Why do plaintiffs with assets opt for contingent fees over hourly rates? Why are contingent fees so uniform? And if contingent fees are so attractive to plaintiffs, why haven't defendants demanded similar arrangements?
Israeli behavioral economists Eyal Zamir and Ilana Ritov released a working paper ten days ago which aims to answer these questions and more: Neither Saints nor Devils: A Behavioral Analysis of Attorneys' Contingent Fees. Zamir and Ritov rely on the results of experiments on both students and seasoned tort lawyers.
One interesting result: participants were willing to pay attorneys fees with twice the expected value of hourly rates in order to insulate themselves against any risk of loss. The authors explain these results by pointing the the phenomenon known to behavioral economists as "loss aversion." Because we intuitively hate losing what we have, the logic goes, we are willing to give up large prospective gains to turn a mixed gamble ("you win some, you lose some") into a pure positive gamble ("heads I win, tails let's call it even"). Thus, even affluent trial lawyers participating in the experiment as imaginary plaintiffs opted for contingent fee representation.
The other really interesting section of the paper addresses the question of why contingent fees are uniform across cases and attorneys: plaintiffs expect to pay just about 33% whether they have a great case or an iffy one, and whether they have a great lawyer or, well, an iffy one. Tort reformers are wont to cry "market failure" here, and not without some evidence.

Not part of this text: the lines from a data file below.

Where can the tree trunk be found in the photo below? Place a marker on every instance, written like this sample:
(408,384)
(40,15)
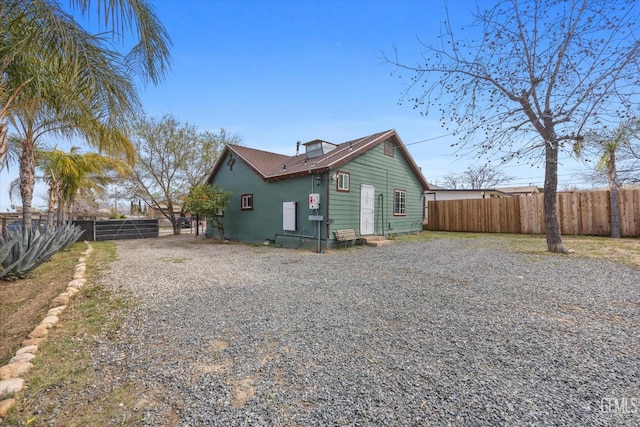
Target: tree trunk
(613,195)
(4,147)
(554,238)
(51,206)
(27,181)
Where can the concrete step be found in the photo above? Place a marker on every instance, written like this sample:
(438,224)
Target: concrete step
(376,241)
(379,243)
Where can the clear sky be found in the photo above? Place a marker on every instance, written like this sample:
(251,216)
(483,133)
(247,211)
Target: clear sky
(277,72)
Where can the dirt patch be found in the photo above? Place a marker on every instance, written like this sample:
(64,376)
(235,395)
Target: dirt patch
(243,389)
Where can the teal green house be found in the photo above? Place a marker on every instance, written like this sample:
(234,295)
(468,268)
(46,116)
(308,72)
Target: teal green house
(371,185)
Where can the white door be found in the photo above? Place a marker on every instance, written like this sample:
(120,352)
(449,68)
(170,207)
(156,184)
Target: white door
(367,203)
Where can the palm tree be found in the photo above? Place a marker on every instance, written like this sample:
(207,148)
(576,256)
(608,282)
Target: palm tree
(607,144)
(69,173)
(57,78)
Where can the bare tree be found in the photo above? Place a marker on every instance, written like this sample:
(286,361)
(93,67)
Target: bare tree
(172,158)
(476,178)
(528,77)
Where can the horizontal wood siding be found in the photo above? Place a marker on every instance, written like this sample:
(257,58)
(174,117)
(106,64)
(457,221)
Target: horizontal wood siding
(579,213)
(386,174)
(264,221)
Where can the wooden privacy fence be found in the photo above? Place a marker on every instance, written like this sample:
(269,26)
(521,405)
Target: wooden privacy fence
(579,212)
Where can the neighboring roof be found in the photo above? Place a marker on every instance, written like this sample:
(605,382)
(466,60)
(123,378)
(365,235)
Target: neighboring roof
(434,189)
(273,167)
(520,190)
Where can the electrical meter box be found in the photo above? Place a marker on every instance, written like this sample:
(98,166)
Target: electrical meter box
(314,201)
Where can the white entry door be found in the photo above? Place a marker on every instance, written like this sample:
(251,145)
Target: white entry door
(367,203)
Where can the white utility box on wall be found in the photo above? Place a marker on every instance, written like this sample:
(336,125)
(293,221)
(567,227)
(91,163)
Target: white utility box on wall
(289,216)
(314,201)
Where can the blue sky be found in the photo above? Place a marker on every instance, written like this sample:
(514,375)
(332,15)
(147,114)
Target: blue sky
(277,72)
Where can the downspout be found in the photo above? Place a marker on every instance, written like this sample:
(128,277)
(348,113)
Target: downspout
(382,210)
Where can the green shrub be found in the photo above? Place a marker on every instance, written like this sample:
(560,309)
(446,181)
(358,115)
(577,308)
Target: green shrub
(21,253)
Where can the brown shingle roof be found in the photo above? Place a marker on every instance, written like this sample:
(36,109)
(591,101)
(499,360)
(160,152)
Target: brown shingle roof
(272,167)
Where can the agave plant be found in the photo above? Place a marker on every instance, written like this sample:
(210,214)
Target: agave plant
(21,253)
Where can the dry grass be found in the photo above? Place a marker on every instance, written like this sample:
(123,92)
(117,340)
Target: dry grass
(63,388)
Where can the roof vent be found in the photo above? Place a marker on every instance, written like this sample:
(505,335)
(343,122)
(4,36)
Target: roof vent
(318,147)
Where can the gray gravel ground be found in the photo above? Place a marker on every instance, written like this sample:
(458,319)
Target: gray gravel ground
(442,332)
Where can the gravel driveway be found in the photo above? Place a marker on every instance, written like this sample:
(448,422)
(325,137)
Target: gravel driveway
(443,332)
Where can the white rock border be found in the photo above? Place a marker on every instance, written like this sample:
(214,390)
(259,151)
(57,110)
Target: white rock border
(10,381)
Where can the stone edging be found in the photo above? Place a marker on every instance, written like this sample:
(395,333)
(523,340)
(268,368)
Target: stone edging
(10,381)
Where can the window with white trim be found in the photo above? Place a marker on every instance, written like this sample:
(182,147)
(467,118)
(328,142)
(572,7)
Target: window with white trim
(389,148)
(399,202)
(246,202)
(342,181)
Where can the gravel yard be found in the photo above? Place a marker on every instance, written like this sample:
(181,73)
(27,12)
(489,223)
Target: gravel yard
(441,332)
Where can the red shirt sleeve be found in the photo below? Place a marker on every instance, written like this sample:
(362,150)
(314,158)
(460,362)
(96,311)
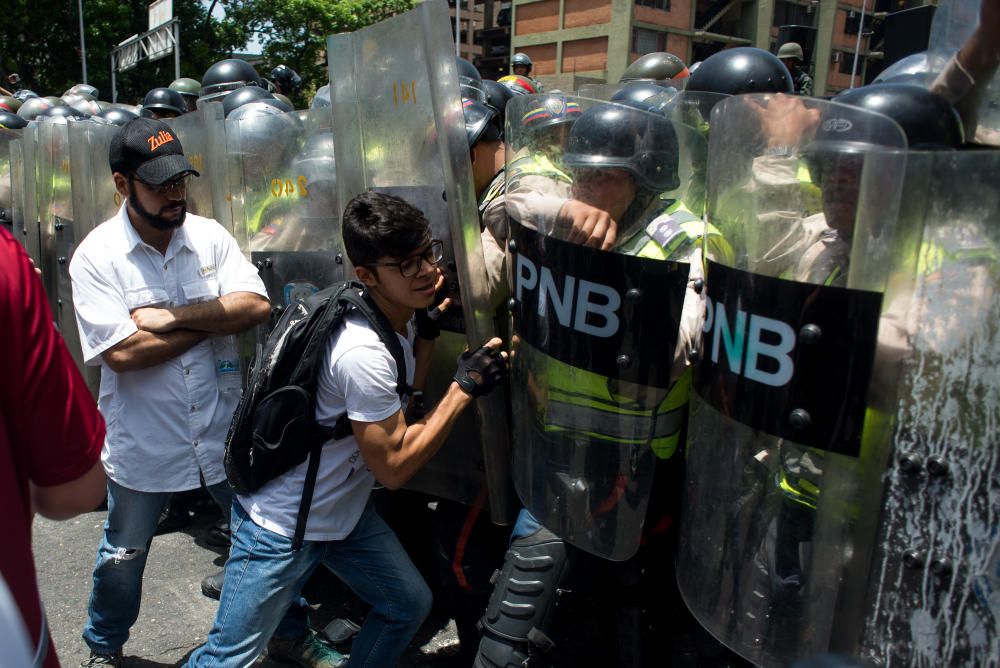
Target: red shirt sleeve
(50,430)
(56,422)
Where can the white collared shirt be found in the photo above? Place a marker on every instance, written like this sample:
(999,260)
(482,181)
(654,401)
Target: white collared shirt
(167,423)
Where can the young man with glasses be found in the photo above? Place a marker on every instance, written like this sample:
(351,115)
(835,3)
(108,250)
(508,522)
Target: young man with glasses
(388,241)
(159,295)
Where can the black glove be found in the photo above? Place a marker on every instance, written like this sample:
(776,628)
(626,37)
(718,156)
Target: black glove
(480,371)
(428,323)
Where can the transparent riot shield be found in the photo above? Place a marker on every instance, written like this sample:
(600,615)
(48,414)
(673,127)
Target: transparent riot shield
(282,188)
(596,319)
(54,198)
(24,169)
(202,137)
(95,200)
(933,598)
(6,190)
(400,129)
(782,485)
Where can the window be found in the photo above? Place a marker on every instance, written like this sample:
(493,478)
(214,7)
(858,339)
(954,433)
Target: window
(655,4)
(648,41)
(847,62)
(789,14)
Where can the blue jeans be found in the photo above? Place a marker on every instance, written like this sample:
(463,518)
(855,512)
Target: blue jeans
(264,577)
(121,559)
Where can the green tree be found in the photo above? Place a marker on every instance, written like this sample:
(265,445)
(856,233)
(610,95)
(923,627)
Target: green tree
(42,44)
(294,32)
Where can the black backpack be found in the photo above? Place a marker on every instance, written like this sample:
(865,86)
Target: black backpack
(274,427)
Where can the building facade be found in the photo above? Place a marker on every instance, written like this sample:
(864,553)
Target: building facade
(580,41)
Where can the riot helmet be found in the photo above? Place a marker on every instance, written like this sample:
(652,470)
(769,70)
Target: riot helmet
(741,70)
(621,136)
(116,116)
(470,81)
(927,119)
(547,123)
(83,104)
(645,94)
(791,51)
(656,66)
(32,107)
(84,90)
(242,96)
(518,85)
(60,114)
(521,62)
(11,121)
(287,79)
(164,103)
(497,96)
(322,97)
(479,122)
(188,88)
(227,75)
(917,67)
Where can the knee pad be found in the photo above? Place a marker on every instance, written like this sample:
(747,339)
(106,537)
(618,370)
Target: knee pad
(524,594)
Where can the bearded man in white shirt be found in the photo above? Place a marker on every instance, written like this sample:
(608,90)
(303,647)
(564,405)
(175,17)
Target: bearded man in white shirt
(159,296)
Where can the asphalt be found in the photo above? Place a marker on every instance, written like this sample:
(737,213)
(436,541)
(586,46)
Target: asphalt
(175,617)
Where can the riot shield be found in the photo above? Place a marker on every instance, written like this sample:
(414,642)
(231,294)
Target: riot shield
(95,200)
(400,129)
(282,189)
(54,200)
(594,399)
(202,137)
(23,169)
(932,598)
(6,190)
(782,481)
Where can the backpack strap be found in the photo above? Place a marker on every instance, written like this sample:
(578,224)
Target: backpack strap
(305,372)
(349,293)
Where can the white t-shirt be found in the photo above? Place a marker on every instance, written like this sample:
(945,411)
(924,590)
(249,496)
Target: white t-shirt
(167,424)
(359,377)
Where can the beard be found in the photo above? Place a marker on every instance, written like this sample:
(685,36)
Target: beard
(157,220)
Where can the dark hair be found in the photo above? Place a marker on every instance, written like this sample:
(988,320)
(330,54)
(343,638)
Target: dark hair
(380,225)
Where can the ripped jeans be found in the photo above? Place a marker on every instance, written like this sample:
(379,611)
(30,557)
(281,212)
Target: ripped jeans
(121,559)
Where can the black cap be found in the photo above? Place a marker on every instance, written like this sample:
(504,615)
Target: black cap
(149,149)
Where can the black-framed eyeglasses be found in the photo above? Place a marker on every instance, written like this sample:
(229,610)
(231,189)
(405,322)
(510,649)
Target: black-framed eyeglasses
(177,185)
(410,266)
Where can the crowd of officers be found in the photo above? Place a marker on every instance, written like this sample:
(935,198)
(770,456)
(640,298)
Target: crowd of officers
(565,178)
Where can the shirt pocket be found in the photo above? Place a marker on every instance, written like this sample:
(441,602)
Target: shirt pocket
(201,290)
(152,295)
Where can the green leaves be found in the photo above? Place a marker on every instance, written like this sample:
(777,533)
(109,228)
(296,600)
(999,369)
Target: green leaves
(42,39)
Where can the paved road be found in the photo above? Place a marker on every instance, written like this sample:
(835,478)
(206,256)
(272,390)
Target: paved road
(175,617)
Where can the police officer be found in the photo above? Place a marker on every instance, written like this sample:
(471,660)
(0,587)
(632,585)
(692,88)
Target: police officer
(521,65)
(621,161)
(286,81)
(790,54)
(162,103)
(656,67)
(188,89)
(227,75)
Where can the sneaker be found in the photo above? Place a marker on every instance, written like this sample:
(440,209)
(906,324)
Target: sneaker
(114,660)
(308,651)
(211,586)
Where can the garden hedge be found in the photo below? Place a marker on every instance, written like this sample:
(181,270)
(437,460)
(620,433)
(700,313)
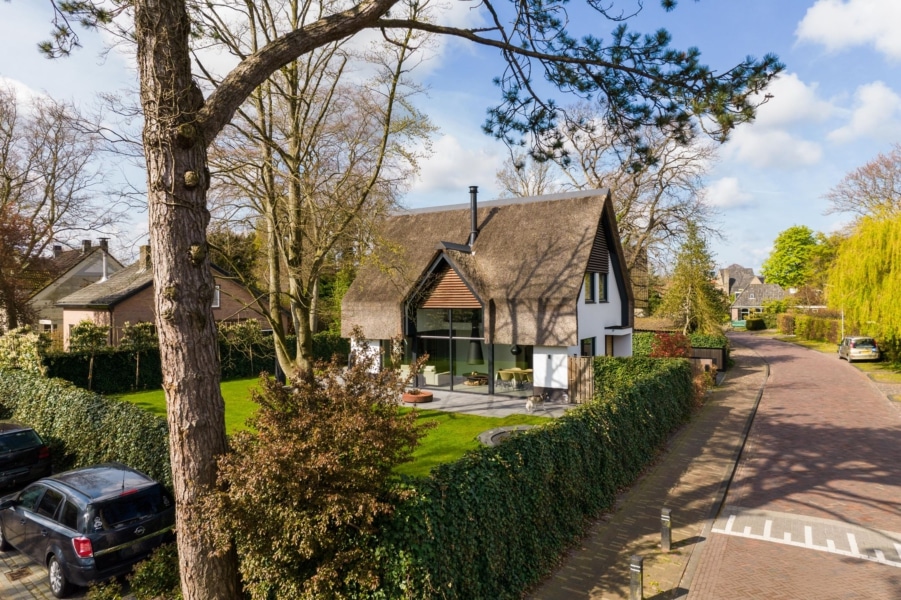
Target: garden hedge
(114,370)
(82,428)
(495,522)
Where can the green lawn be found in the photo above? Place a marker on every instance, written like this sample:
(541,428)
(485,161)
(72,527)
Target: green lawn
(453,436)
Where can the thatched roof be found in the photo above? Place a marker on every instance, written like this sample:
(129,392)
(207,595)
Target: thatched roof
(526,266)
(117,287)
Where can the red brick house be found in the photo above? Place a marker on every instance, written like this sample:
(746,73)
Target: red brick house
(127,296)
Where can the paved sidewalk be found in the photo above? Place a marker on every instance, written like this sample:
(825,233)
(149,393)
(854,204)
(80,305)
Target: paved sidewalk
(690,479)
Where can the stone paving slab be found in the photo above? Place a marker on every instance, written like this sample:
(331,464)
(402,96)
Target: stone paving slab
(689,479)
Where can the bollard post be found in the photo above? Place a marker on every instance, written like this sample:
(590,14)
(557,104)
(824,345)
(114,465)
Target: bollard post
(666,529)
(636,584)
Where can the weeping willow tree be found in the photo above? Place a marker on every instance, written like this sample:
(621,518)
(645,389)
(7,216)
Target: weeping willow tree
(865,279)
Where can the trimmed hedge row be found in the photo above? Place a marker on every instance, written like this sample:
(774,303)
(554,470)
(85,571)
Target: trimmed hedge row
(82,428)
(114,370)
(495,522)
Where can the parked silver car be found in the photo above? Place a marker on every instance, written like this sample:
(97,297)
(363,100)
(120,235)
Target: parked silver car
(858,348)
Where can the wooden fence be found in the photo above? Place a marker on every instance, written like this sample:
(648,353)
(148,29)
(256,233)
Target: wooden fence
(717,355)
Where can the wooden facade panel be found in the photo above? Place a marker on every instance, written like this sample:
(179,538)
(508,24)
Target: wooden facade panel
(451,292)
(599,259)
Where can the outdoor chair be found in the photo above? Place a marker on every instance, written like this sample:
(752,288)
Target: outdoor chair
(506,379)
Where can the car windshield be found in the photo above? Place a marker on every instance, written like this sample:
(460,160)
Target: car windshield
(133,507)
(18,440)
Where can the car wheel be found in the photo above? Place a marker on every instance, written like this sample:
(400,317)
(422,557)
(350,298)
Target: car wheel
(4,545)
(59,585)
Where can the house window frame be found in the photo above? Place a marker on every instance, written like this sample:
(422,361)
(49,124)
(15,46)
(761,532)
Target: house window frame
(590,287)
(603,294)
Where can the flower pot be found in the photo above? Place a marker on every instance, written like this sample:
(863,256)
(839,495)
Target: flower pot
(417,398)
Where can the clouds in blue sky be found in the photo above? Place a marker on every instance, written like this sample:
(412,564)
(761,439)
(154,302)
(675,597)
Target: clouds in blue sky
(837,105)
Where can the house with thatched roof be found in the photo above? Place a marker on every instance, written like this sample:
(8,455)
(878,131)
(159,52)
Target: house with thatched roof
(70,271)
(500,295)
(128,296)
(754,298)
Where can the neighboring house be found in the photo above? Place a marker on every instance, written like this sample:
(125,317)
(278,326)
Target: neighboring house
(735,279)
(75,269)
(500,295)
(753,297)
(127,296)
(641,282)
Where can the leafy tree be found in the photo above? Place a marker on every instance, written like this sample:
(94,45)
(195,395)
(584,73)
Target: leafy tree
(138,339)
(89,338)
(790,263)
(638,80)
(865,279)
(691,300)
(522,176)
(302,493)
(871,190)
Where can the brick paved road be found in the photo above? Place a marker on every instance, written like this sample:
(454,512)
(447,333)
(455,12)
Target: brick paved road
(823,466)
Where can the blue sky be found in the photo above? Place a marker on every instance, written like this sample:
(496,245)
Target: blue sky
(837,105)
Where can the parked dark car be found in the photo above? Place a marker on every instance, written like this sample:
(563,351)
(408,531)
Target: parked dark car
(858,348)
(24,457)
(89,524)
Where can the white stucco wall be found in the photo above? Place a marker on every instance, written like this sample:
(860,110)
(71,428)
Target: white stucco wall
(549,367)
(595,318)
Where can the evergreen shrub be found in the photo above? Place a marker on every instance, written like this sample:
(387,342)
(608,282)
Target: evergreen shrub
(755,324)
(495,522)
(642,342)
(785,323)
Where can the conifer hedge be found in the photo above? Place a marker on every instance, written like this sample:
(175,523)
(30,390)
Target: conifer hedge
(495,522)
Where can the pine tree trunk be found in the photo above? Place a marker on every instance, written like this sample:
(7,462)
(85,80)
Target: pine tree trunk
(177,180)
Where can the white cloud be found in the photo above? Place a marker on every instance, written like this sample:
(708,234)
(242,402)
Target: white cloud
(24,94)
(842,24)
(726,193)
(763,148)
(876,115)
(793,101)
(454,167)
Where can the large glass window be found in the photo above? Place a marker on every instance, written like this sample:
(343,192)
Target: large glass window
(453,340)
(590,287)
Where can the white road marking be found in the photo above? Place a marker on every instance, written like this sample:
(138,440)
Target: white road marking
(768,520)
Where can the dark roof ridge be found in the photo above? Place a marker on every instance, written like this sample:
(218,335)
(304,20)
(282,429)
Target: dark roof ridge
(503,202)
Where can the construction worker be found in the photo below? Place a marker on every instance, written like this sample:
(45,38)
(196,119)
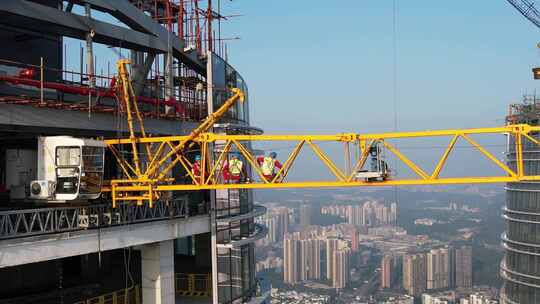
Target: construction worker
(233,169)
(268,165)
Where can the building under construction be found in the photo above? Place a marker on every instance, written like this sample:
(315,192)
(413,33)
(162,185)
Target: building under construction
(57,78)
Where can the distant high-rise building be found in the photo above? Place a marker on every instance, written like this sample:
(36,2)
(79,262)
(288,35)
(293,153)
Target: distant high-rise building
(414,273)
(283,222)
(337,262)
(393,213)
(271,224)
(463,267)
(305,215)
(302,258)
(331,246)
(438,268)
(387,265)
(341,261)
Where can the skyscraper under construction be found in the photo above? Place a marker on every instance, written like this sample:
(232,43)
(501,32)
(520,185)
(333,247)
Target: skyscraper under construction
(521,240)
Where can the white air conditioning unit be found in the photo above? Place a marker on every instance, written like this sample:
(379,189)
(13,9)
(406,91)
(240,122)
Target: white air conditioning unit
(42,189)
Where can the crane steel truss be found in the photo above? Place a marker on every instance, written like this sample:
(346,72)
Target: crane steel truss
(141,188)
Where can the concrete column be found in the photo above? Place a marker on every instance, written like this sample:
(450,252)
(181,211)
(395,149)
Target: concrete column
(157,261)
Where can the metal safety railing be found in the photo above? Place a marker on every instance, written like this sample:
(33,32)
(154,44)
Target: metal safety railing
(130,295)
(193,284)
(32,222)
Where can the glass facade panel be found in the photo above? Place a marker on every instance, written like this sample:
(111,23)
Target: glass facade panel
(236,265)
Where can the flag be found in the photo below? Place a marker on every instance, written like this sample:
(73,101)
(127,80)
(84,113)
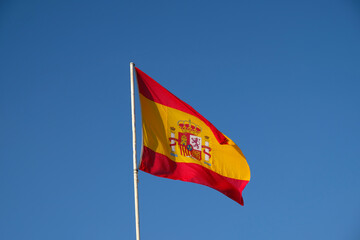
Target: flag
(180,144)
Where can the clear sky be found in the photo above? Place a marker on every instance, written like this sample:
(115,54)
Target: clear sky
(280,78)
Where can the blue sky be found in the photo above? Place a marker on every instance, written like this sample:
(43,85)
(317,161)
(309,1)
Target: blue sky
(280,78)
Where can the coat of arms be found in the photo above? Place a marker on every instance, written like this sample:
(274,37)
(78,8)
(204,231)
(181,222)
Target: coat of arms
(189,142)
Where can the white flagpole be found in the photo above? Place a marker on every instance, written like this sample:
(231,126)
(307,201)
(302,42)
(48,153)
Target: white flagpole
(137,222)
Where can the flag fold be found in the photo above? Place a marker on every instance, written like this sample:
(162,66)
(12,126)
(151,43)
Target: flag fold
(180,144)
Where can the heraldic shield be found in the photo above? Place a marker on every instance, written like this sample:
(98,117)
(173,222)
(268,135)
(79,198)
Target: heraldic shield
(189,142)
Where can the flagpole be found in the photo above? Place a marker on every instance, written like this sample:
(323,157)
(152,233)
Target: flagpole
(136,196)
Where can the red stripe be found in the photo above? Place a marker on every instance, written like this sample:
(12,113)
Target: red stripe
(161,166)
(152,90)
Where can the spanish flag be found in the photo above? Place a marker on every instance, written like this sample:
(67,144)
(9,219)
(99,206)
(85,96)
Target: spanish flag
(180,144)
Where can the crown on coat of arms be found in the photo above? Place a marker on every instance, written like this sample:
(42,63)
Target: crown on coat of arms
(189,127)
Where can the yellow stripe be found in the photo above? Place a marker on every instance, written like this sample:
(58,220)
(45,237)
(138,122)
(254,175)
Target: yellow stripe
(226,160)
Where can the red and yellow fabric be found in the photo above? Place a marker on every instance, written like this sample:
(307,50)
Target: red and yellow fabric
(180,144)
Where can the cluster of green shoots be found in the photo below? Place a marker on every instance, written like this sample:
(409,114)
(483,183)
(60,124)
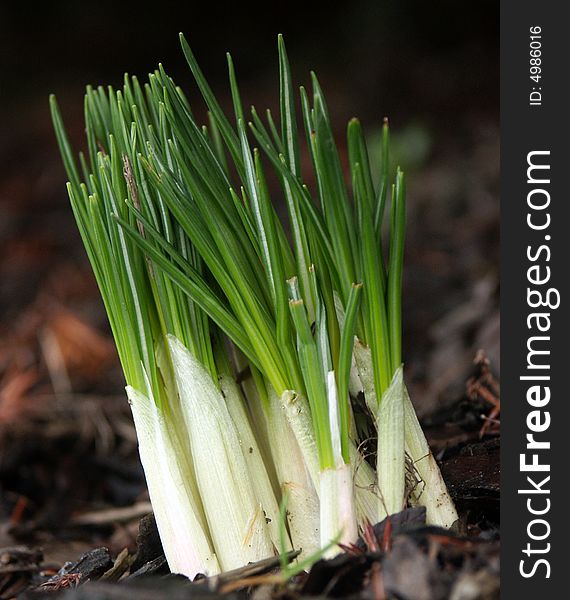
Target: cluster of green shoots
(259,352)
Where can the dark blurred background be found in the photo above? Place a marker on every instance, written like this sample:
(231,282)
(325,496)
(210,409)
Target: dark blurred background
(432,68)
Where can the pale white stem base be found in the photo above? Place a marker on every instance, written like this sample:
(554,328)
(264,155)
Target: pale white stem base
(294,480)
(184,536)
(391,455)
(234,515)
(338,514)
(431,490)
(253,458)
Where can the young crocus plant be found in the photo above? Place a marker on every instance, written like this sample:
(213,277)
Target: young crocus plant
(243,352)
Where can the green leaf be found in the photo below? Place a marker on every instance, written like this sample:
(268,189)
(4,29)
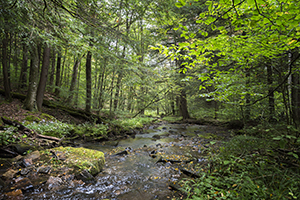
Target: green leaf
(277,138)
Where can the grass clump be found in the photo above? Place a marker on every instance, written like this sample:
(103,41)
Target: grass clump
(133,123)
(8,136)
(51,128)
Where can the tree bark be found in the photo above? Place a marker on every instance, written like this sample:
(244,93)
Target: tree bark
(101,86)
(24,69)
(43,77)
(29,103)
(295,93)
(88,82)
(271,93)
(57,76)
(51,80)
(73,81)
(5,68)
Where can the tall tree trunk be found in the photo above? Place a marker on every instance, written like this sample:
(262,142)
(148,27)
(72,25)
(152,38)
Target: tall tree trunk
(182,102)
(111,92)
(295,92)
(57,76)
(43,77)
(24,69)
(51,81)
(77,87)
(29,103)
(15,62)
(101,86)
(88,82)
(271,93)
(247,114)
(183,108)
(5,68)
(73,81)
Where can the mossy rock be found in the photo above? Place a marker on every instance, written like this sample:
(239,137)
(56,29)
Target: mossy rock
(47,117)
(210,136)
(83,159)
(32,118)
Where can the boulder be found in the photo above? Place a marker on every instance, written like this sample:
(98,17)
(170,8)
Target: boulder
(82,159)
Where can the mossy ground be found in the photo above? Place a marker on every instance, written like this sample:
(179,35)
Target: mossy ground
(81,158)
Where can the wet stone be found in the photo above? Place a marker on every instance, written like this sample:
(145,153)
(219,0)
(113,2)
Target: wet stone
(24,184)
(68,178)
(26,162)
(54,182)
(9,174)
(26,171)
(44,170)
(33,156)
(156,136)
(15,194)
(85,176)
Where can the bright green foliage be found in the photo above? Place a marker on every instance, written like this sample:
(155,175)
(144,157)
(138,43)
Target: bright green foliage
(8,136)
(247,168)
(133,123)
(51,128)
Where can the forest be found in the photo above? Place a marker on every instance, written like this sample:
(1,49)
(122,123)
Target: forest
(114,68)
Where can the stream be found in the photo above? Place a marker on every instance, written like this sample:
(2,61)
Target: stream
(143,166)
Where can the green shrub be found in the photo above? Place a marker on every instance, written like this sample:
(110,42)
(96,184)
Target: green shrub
(51,128)
(8,136)
(245,168)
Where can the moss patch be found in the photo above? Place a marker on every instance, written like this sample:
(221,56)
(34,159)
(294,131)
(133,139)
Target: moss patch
(32,118)
(83,159)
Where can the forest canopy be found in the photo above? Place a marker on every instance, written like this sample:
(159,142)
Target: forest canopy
(236,59)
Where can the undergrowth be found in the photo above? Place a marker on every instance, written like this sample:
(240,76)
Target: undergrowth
(249,167)
(133,123)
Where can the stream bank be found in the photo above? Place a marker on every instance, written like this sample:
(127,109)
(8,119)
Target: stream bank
(147,165)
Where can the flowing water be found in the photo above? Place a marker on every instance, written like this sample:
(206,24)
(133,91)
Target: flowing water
(144,171)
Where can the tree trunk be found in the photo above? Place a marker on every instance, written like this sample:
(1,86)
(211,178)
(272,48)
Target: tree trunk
(33,78)
(15,62)
(101,86)
(88,82)
(183,108)
(77,88)
(73,81)
(111,92)
(5,68)
(43,77)
(57,76)
(24,69)
(271,93)
(295,92)
(51,81)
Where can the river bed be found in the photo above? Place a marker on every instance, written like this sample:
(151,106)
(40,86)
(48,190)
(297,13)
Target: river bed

But Zamir and Ritov offer an alternative explanation grounded, again, in behavioral economics: people become strongly attached to status quo practices, especially when bargaining is very costly. Does this uniform pricing mean that the market is inefficient? Maybe not! Zamir and Ritov offer an alternative hypothesis that I have been, frankly, trying to develop this spring myself:
[T]he standard rate endures in the market thanks to a process of assortive matching, that is, the process through which the plaintiffs with very strong cases contract with the very best lawyers, second-best cases are handled by second-best attorneys, and so forth.
If Zamir and Ritov are correct, then contingent fees don't actually have a market effect similar to price-fixing. Rather, the most effective lawyers get the highest effective hourly rates because they can attract the best cases.
I plan to explore the proposition that, conversely, the worst lawyers file the worst cases, more commonly known as nuisance suits. Do we have a separate, identifiable class of nuisance lawyers out there? That, it seems to me, is the right follow-up question.